Noting that patriarch Henry Sy had built the business from a small shoe store, Forbes said his children were now “all involved in management and meet weekly over lunch to discuss the business; their mother sometimes joins. Grandchildren are [also]taking active roles.”

SMIC holds the businesses of the Sys in property (SM Prime Holdings Inc.), banking (BDO Unibank Inc.) and retail (SM Retail Inc.). The family also has affiliates such as China Banking Corp. and casino and entertainment firms Belle Corp. and Premium Leisure Corp, among others.

The Zobels, behind the Ayala business empire, were 35th with an estimated $4.2 billion or P193.97 billion.
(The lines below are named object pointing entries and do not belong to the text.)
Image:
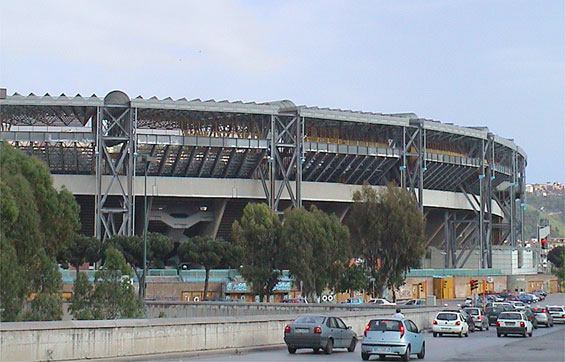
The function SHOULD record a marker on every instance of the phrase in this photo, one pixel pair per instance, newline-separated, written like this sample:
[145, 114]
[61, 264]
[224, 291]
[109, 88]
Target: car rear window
[447, 316]
[384, 325]
[510, 316]
[310, 319]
The Zobels owns the oldest conglomerate in the Philippines, Ayala Corp., which is active in real estate (Ayala Land Inc.), banking (Bank of the Philippine Islands), water concession (Manila Water Company, Inc.), infrastructure and transport projects (AC Infrastructure Holdings Corp.), power (AC Energy Holdings, Inc.), semiconductors (Integrated Micro-Electronics, Inc.) and education (LiveIt Investments Ltd).

“Seven siblings control more than one-third of the company. Jaime II, the eldest, is chairman and CEO; his son Fernando is president and COO,” Forbes noted.

The final Filipino clan in the Forbes list, the Aboitizes, were ranked 44th with a net worth of $3.6 billion or P166.26 billion.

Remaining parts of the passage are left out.